Este último exemplo também noto. Antes de começar a prestar maior atenção aos sotaques (o que só aconteceu nos últimos anos), eu identificava-os principalmente pelas coisas mais óbvias, como por exemplo as óbvias distinções entre Porto e Lisboa em Portugal como a troca de v's por b's e ou's por ô's. Agora noto todas essas variantes em abertura e nasalização das vogais, a ponto de reparar em diferenças que agora me parecem nítidas e antigamente me passavam totalmente despercebidas, pareciam iguais.


----------



## Alandria

MOC said:


> Este último exemplo também noto. Antes de começar a prestar maior atenção aos sotaques (o que só aconteceu nos últimos anos), eu identificava-os principalmente pelas coisas mais óbvias, como por exemplo as óbvias distinções entre Porto e Lisboa em Portugal como a troca de v's por b's e ou's por ô's. Agora noto todas essas variantes em abertura e nasalização das vogais, a ponto de reparar em diferenças que agora me parecem nítidas e antigamente me passavam totalmente despercebidas, pareciam iguais.


Comigo é a mesmíssima coisa, MOC. Eu também não distinguia esses sons, acredito que haja diferenças parecidas nesses sons antes de nasais em Portugal. Por essa razão que eu concordo com a dupla grafia de "quilômetro/quilómetro", pois mesmo aqui no Brasil, há muitos paulistanos e alguns (repito, apenas alguns) sulistas que dizem "quil(ó)metro", por exemplo, canso de ouvir na TV, nos noticiários de alcance nacional.



jazyk said:


> Não percebo diferença nenhuma. Como disse, tentar explicar com palavras não me ajudará em nada. Um arquivo de som seria mais útil.


Ok, vamos lá! 

http://br.geocities.com/bancodesotaques/
http://br.geocities.com/bancodesotaques/rosi/fradique6.mp3

Essa paulista é de Santo André como está descrito no primeiro link, preste bem atenção em como ela diz "...foi no verão desse *a*no..." e "...datava de Lisboa do *a*no remoto de 1867...".
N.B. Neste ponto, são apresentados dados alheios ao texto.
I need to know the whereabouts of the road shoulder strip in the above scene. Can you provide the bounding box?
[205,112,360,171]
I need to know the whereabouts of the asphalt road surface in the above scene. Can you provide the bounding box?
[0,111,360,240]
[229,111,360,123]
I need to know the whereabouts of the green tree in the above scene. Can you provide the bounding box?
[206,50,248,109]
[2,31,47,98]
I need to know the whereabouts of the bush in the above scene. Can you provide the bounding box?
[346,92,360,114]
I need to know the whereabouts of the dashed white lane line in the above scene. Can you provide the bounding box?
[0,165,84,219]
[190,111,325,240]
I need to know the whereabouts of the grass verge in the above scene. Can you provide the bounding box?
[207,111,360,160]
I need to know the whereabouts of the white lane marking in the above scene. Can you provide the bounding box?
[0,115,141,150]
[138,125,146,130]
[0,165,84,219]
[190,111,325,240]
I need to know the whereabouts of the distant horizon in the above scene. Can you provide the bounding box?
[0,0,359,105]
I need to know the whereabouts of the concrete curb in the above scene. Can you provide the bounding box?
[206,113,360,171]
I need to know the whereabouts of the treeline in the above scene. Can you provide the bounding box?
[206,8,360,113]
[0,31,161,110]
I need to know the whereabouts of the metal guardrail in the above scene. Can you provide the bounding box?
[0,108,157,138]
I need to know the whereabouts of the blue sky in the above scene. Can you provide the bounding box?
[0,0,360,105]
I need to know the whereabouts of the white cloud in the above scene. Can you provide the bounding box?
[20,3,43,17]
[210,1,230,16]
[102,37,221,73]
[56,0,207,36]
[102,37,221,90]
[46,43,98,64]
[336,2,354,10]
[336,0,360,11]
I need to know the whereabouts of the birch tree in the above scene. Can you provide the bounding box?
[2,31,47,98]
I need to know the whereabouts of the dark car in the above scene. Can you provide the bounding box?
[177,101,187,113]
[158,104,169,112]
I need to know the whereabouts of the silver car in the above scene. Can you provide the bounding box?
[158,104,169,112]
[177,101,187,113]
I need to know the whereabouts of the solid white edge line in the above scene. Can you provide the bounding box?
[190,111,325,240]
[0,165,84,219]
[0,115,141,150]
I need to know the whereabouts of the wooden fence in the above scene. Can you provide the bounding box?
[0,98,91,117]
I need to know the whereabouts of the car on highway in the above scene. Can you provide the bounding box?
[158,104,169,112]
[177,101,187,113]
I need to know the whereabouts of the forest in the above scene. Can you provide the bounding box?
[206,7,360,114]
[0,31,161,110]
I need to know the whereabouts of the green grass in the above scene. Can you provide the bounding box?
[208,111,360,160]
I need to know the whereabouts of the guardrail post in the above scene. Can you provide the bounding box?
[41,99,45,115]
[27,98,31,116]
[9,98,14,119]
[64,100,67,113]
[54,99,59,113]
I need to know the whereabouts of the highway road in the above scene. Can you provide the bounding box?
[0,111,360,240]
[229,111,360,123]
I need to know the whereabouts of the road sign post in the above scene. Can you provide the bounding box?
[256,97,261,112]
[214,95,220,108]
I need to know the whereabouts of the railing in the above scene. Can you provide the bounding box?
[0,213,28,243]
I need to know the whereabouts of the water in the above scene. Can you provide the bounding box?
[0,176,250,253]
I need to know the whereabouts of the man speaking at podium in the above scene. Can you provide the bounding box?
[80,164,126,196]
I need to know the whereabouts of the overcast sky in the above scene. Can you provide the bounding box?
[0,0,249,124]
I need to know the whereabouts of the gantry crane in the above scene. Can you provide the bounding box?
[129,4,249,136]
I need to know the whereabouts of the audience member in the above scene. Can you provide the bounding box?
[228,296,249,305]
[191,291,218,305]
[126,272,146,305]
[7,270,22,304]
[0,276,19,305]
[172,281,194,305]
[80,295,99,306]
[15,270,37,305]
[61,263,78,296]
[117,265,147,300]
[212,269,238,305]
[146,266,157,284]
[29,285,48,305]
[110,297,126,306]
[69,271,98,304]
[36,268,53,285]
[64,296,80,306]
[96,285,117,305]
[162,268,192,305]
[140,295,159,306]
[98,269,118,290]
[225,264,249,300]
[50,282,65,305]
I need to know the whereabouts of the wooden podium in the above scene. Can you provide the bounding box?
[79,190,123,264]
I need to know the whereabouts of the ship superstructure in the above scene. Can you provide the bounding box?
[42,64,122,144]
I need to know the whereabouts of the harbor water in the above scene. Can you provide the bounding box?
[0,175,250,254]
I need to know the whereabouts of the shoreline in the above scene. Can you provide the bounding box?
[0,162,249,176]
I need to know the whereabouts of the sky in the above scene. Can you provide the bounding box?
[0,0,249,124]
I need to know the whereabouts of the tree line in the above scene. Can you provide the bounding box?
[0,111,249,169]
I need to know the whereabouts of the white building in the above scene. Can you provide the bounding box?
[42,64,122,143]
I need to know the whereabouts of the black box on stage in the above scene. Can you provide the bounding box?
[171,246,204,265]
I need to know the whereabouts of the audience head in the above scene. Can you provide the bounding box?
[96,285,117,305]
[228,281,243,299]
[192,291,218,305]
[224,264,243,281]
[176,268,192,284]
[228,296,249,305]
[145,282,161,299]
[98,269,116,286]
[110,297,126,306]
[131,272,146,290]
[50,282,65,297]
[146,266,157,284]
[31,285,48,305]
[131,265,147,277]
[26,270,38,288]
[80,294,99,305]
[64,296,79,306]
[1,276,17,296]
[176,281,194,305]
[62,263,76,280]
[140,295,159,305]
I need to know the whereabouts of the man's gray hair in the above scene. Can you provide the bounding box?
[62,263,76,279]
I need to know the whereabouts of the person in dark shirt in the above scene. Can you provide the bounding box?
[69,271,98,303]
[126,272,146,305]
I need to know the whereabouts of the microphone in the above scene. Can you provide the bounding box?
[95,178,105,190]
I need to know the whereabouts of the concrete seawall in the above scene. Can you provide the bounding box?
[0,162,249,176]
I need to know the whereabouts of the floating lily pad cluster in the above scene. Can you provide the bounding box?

A propósito, esse é o meu sotaque favorito, adoro esses "r's" retroflexos.


----------



## jazyk

> A pronúncia aberta do primeiro "o" das palavras "h(ó)mem", "t(ó)ma" em São Paulo. Nós que não distinguimos muito esses sons, pensamos geralmente que é tudo "igual", ou seja, tanto faz falar "f(ó)me", "f(õ)me" ou "f(ô)me, que não distinguimos muito esses sons.


Este é bem interessante (talvez por eu a entender ). Tem razão, neste caso, em São Paulo é hómem é tóma, quase sempre, mas eu, como sempre me esmerei na gramática e na pronúncia padrão (pelo menos o que eu considero padrão ), mudei de pequeno meus _hómens_ e _tómas_ para_ hômens _e _tômas_ (hõmens e tõmas acho que não consigo dizer), o que já se tornou espontâneo. 



> Essa paulista é de Santo André como está descrito no primeiro link, preste bem atenção em como ela diz "...foi no verão desse *a*no..." e "...datava de Lisboa do *a*no remoto de 1867...".


Acho que é igual ao meu a. Não há outro diferente para comparar? É diferente do seu a?

A menina parece que está com o nariz entupido.


----------



## Alandria

jazyk said:


> Acho que é igual ao meu a. Não há outro diferente para comparar? É diferente do seu a?
> 
> A menina parece que está com o nariz entupido.


Nos últimos segundos este comentarista fala de maneira bem enfática "Adri*â*no" sem nasalizar o "a" (como em b*u*bble do inglês americano). Perceba que há diferença entre este "a" e o "a" de "*an*tes", pois o "a" de "*an*tes" é nasal e o "a" o de "adri*a*no", não.

A propósito, é diferente do meu "a", sim, o meu no caso seria igual ao de "antes" na palavra "adri*ã*no", mas isso só acontece nas tônicas, porque nas átonas subtônicas é um "a" aberto mesmo, como "támãnhu".


----------



## ronanpoirier

Jazyk, uma dica para "sentir" a vogal nasal é colocar o dedo na frente das narinas. Caso a vogal ou consoante seja nasal, vai sair ar pelas narinas, senão, o ar somente sai pela boca.


----------



## MOC

ronanpoirier said:


> Jazyk, uma dica para "sentir" a vogal nasal é colocar o dedo na frente das narinas. Caso a vogal ou consoante seja nasal, vai sair ar pelas narinas, senão, o ar somente sai pela boca.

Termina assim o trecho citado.